Hi there, I’m trying to use the optimum-cli
command to export a neuron version of the meta-llama/Llama-2-13b-hf
model, but I’m getting a Python error when I try it.
I’m running on Ubuntu 20.04 with PyTorch 1.13 on an inf2.8xlarge instance.
The command I run from within the aws_neuron_venv_pytorch
venv:
optimum-cli export neuron -m meta-llama/Llama-2-13b-hf --sequence_length 4096 --batch_size 1 llama-2-13b-neuron-4096-1
The output:
/usr/lib/python3.8/runpy.py:127: RuntimeWarning: 'optimum.exporters.neuron.__main__' found in sys.modules after import of package 'optimum.exporters.neuron', but prior to execution of 'optimum.exporters.neuron.__main__'; this may result in unpredictable behaviour
warn(RuntimeWarning(msg))
Traceback (most recent call last):
File "/usr/lib/python3.8/runpy.py", line 194, in _run_module_as_main
return _run_code(code, main_globals, None,
File "/usr/lib/python3.8/runpy.py", line 87, in _run_code
exec(code, run_globals)
File "/opt/aws_neuron_venv_pytorch/lib/python3.8/site-packages/optimum/exporters/neuron/__main__.py", line 342, in <module>
main()
File "/opt/aws_neuron_venv_pytorch/lib/python3.8/site-packages/optimum/exporters/neuron/__main__.py", line 325, in main
input_shapes = normalize_input_shapes(task, args)
File "/opt/aws_neuron_venv_pytorch/lib/python3.8/site-packages/optimum/exporters/neuron/__main__.py", line 109, in normalize_input_shapes
mandatory_axes = neuron_config_constructor.func.get_mandatory_axes_for_task(task)
AttributeError: type object 'LLamaNeuronConfig' has no attribute 'get_mandatory_axes_for_task'
Traceback (most recent call last):
File "/opt/aws_neuron_venv_pytorch/bin/optimum-cli", line 8, in <module>
sys.exit(main())
File "/opt/aws_neuron_venv_pytorch/lib/python3.8/site-packages/optimum/commands/optimum_cli.py", line 163, in main
service.run()
File "/opt/aws_neuron_venv_pytorch/lib/python3.8/site-packages/optimum/commands/export/neuronx.py", line 155, in run
subprocess.run(full_command, shell=True, check=True)

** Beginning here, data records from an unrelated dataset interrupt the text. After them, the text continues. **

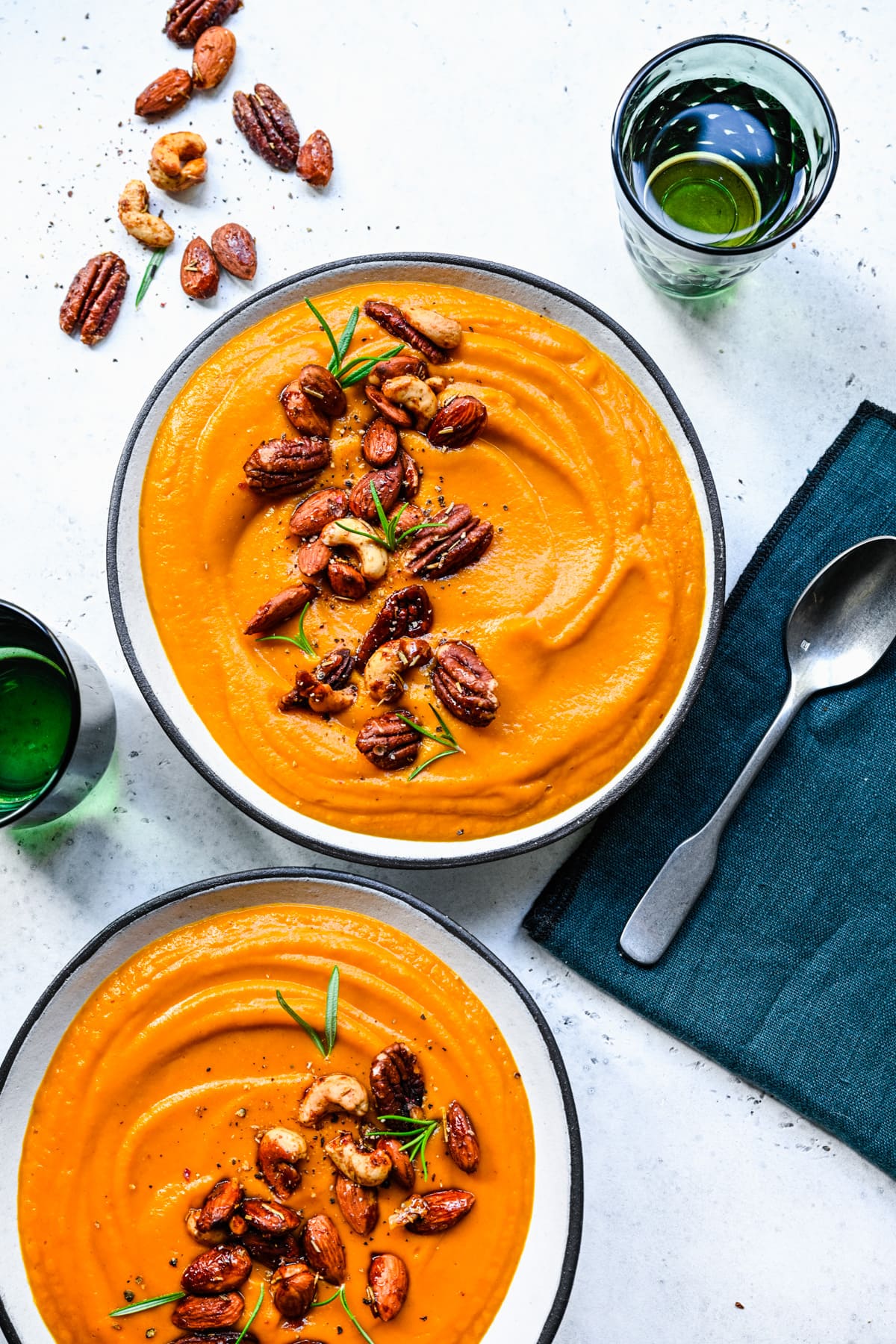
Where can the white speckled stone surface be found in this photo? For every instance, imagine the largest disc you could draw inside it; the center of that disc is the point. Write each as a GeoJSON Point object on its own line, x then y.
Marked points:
{"type": "Point", "coordinates": [481, 129]}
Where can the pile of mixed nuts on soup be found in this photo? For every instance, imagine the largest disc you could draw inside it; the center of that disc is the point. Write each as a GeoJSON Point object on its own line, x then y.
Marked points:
{"type": "Point", "coordinates": [390, 1129]}
{"type": "Point", "coordinates": [348, 539]}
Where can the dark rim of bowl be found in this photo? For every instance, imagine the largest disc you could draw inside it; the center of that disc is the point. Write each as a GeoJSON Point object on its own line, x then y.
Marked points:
{"type": "Point", "coordinates": [257, 875]}
{"type": "Point", "coordinates": [8, 819]}
{"type": "Point", "coordinates": [732, 40]}
{"type": "Point", "coordinates": [358, 853]}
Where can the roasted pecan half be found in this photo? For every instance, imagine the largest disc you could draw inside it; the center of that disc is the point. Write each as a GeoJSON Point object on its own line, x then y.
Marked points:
{"type": "Point", "coordinates": [293, 1289]}
{"type": "Point", "coordinates": [234, 248]}
{"type": "Point", "coordinates": [403, 1171]}
{"type": "Point", "coordinates": [220, 1204]}
{"type": "Point", "coordinates": [386, 482]}
{"type": "Point", "coordinates": [388, 742]}
{"type": "Point", "coordinates": [324, 1249]}
{"type": "Point", "coordinates": [267, 125]}
{"type": "Point", "coordinates": [435, 1213]}
{"type": "Point", "coordinates": [393, 320]}
{"type": "Point", "coordinates": [388, 410]}
{"type": "Point", "coordinates": [388, 665]}
{"type": "Point", "coordinates": [280, 608]}
{"type": "Point", "coordinates": [464, 685]}
{"type": "Point", "coordinates": [218, 1270]}
{"type": "Point", "coordinates": [460, 1139]}
{"type": "Point", "coordinates": [187, 19]}
{"type": "Point", "coordinates": [396, 1082]}
{"type": "Point", "coordinates": [455, 539]}
{"type": "Point", "coordinates": [332, 1095]}
{"type": "Point", "coordinates": [356, 1163]}
{"type": "Point", "coordinates": [314, 514]}
{"type": "Point", "coordinates": [319, 697]}
{"type": "Point", "coordinates": [336, 668]}
{"type": "Point", "coordinates": [199, 273]}
{"type": "Point", "coordinates": [314, 163]}
{"type": "Point", "coordinates": [395, 366]}
{"type": "Point", "coordinates": [458, 423]}
{"type": "Point", "coordinates": [213, 57]}
{"type": "Point", "coordinates": [287, 464]}
{"type": "Point", "coordinates": [207, 1313]}
{"type": "Point", "coordinates": [381, 443]}
{"type": "Point", "coordinates": [405, 612]}
{"type": "Point", "coordinates": [94, 299]}
{"type": "Point", "coordinates": [323, 389]}
{"type": "Point", "coordinates": [346, 581]}
{"type": "Point", "coordinates": [280, 1154]}
{"type": "Point", "coordinates": [388, 1289]}
{"type": "Point", "coordinates": [304, 414]}
{"type": "Point", "coordinates": [164, 94]}
{"type": "Point", "coordinates": [359, 1204]}
{"type": "Point", "coordinates": [269, 1218]}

File "/usr/lib/python3.8/subprocess.py", line 516, in run
raise CalledProcessError(retcode, process.args,
subprocess.CalledProcessError: Command 'python3 -m optimum.exporters.neuron -m meta-llama/Llama-2-13b-hf --sequence_length 4096 --batch_size 1 llama-2-13b-neuron-4096-1' returned non-zero exit status 1.